Counsel for the prosecution conceded in the Court of Criminal Appeal that the matter was ruled by the decision in Kennedy’s Case 4 to the effect that, in the absence of proof of the making of the relevant statutory instrument, the conviction could not stand; accordingly, that court quashed the conviction. But the Court of Criminal Appeal refused to follow its decision in Kennedy’s Case 4 to the extent of giving the appellant an outright discharge. Instead, purporting to rely on dicta in the minority judgment of Lavery J. in The People (Attorney General) v. Quinn 6, it ordered a retrial.

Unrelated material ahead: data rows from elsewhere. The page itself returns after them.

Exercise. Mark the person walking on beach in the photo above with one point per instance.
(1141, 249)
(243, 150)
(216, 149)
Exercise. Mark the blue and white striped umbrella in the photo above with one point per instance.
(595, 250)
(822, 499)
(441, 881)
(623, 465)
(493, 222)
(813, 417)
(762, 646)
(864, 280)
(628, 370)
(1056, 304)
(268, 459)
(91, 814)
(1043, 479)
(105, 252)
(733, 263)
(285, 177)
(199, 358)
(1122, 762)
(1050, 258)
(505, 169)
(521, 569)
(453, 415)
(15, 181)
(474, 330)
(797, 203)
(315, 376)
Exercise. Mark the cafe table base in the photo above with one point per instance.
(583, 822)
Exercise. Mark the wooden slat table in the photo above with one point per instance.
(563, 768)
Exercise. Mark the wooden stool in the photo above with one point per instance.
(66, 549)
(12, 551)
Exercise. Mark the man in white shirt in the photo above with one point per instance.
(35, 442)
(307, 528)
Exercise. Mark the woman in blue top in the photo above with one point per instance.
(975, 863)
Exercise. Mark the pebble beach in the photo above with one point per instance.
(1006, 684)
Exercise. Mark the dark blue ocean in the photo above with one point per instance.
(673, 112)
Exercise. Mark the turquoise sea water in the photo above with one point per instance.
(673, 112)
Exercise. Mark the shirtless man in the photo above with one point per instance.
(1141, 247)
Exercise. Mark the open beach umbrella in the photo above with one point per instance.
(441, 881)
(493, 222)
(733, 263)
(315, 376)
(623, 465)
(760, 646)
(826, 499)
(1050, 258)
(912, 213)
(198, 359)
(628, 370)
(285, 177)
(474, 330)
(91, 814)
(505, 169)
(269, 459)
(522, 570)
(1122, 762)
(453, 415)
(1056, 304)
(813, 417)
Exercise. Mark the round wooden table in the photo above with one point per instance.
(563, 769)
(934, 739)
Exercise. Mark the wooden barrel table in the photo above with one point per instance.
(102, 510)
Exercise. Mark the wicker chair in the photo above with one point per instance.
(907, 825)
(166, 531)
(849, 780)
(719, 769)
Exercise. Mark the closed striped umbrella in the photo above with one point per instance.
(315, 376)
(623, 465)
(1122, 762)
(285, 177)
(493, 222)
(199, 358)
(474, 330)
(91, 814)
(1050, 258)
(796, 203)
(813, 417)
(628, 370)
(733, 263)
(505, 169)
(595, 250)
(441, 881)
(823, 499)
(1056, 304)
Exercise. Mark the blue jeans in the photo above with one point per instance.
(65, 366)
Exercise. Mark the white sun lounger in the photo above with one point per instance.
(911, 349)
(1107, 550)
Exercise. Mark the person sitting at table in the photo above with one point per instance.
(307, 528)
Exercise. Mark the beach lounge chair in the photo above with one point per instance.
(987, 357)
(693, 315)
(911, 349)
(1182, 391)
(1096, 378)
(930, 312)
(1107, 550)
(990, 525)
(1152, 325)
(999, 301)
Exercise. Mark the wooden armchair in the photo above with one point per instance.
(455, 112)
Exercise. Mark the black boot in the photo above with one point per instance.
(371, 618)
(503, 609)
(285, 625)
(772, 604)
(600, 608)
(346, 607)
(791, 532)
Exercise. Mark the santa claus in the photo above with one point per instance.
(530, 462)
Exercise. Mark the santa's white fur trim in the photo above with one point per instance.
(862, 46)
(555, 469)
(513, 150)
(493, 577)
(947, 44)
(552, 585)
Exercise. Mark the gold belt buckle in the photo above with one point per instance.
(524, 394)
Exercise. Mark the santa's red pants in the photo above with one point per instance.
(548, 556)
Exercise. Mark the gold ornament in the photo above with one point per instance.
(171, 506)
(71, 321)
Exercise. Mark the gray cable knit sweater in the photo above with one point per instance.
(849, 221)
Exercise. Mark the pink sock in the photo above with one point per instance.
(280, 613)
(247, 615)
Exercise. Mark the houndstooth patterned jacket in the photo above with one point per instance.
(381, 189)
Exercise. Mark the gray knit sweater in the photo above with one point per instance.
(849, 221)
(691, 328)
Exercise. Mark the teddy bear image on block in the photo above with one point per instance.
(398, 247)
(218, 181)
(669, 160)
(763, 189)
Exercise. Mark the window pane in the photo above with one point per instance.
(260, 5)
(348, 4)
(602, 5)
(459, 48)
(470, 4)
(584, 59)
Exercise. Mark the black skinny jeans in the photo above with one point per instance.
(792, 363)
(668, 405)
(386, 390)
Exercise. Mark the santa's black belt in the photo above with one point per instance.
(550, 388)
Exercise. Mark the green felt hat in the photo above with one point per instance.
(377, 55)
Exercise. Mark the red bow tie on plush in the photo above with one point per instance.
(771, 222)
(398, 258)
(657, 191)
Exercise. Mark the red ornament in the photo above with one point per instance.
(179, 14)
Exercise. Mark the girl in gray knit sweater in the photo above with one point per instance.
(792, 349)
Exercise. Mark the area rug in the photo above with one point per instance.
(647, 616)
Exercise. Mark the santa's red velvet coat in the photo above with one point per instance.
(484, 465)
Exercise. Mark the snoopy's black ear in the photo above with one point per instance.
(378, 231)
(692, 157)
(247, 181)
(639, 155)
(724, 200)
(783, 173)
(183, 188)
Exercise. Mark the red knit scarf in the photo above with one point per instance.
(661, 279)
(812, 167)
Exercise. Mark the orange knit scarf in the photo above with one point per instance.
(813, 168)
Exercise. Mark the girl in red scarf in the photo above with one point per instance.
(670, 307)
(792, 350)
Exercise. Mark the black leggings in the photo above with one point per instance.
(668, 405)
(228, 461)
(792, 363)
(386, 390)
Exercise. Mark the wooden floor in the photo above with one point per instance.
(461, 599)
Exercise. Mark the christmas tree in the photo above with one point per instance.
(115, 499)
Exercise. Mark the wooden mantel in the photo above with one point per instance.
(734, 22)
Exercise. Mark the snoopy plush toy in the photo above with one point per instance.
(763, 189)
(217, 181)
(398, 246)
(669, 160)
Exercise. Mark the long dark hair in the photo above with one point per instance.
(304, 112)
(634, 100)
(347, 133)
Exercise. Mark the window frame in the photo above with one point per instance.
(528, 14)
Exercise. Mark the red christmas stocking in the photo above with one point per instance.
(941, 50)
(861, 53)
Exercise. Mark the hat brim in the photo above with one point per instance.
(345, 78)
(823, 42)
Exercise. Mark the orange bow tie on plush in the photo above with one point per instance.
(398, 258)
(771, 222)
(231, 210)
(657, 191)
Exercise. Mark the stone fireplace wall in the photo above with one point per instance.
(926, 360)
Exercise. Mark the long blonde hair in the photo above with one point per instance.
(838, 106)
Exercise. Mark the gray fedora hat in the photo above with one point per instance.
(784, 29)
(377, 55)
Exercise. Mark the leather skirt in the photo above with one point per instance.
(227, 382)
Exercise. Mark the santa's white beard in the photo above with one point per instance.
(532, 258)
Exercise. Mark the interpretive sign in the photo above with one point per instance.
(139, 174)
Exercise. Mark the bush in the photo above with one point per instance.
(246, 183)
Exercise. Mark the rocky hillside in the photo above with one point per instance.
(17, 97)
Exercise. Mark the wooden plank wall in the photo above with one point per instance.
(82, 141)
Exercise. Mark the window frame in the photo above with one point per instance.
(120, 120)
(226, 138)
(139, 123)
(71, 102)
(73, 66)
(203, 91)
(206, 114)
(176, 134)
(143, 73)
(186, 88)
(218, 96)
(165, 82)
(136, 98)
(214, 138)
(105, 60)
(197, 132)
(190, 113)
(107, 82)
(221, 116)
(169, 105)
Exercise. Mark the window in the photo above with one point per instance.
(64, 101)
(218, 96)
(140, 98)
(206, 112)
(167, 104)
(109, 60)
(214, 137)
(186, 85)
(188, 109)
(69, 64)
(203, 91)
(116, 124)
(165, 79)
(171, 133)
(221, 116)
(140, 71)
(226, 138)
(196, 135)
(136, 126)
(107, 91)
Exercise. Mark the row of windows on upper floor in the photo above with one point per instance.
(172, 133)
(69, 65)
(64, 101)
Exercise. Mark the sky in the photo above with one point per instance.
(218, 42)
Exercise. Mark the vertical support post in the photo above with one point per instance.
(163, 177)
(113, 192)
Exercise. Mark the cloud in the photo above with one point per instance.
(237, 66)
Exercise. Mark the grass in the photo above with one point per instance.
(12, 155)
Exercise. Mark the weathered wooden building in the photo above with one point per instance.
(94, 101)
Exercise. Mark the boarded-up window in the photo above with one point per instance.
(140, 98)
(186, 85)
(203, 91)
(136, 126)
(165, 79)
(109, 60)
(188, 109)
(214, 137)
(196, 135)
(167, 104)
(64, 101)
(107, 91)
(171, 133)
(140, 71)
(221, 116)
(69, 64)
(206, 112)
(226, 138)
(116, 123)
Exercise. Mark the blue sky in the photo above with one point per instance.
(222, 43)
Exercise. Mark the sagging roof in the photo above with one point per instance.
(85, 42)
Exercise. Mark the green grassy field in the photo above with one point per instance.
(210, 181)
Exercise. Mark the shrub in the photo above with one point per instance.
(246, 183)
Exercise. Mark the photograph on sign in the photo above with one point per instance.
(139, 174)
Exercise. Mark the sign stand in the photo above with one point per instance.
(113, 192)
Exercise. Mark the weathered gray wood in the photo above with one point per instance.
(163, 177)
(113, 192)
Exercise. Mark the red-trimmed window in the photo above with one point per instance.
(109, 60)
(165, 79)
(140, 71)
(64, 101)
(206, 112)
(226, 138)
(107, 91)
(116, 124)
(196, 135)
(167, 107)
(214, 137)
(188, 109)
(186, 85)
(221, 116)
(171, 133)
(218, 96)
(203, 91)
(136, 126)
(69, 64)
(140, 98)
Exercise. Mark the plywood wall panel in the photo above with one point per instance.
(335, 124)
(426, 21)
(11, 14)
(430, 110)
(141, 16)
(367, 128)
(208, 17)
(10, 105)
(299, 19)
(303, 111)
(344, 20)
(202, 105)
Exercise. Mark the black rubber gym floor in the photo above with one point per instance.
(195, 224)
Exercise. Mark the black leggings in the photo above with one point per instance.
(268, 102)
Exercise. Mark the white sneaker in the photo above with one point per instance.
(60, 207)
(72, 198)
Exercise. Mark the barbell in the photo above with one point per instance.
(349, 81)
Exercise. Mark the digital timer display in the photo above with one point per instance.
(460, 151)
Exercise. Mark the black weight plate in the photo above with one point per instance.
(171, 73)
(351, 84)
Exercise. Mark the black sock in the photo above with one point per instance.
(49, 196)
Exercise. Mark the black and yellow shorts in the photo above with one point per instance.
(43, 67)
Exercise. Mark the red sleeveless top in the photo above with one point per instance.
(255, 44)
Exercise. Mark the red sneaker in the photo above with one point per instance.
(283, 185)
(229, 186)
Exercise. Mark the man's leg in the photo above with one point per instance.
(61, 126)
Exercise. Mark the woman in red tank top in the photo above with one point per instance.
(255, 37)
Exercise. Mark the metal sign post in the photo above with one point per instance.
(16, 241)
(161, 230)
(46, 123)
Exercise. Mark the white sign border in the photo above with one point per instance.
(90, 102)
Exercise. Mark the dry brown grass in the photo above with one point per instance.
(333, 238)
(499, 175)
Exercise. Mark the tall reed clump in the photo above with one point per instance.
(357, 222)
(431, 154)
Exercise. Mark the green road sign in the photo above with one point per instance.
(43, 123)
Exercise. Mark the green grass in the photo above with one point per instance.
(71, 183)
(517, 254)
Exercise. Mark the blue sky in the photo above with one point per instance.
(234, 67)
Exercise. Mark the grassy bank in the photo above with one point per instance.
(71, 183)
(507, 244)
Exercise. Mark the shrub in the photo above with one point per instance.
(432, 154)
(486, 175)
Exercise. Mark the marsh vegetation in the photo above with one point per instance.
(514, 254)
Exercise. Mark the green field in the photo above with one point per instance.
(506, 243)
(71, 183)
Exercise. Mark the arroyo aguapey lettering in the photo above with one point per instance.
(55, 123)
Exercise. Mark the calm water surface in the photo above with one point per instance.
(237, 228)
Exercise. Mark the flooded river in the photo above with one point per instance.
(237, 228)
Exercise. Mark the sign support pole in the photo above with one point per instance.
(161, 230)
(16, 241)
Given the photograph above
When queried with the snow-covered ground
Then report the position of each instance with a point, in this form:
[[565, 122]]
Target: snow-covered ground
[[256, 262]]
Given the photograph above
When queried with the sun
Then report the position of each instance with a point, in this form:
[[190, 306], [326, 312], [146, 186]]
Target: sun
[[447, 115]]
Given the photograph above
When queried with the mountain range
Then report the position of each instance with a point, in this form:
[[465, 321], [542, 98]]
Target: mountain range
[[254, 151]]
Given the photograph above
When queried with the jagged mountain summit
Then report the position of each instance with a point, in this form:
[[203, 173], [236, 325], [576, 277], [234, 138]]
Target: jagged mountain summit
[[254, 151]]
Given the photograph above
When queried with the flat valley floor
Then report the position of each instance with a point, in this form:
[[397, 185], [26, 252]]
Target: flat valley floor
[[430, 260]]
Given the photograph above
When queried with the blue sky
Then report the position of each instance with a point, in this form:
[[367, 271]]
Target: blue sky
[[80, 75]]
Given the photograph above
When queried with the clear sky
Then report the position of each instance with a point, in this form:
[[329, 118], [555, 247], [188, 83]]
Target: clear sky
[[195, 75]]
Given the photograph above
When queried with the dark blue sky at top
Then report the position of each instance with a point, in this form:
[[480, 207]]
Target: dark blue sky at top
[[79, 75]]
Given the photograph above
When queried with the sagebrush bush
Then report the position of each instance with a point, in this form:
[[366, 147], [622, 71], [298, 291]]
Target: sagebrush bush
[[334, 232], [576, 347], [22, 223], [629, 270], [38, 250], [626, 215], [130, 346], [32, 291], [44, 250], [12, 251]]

It is agreed that an order of retrial in those circumstances is unprecedented. Counsel for the Attorney General, notwithstanding the wording7 of s. 5, sub-s. 1(b), of the Courts of Justice Act, 1928, finds himself unable to argue in this Court that the Court of Criminal Appeal has power to order a retrial when quashing a conviction because of the prosecution’s default in giving necessary proof of a statutory instrument. I too find myself unable to support the order of retrial.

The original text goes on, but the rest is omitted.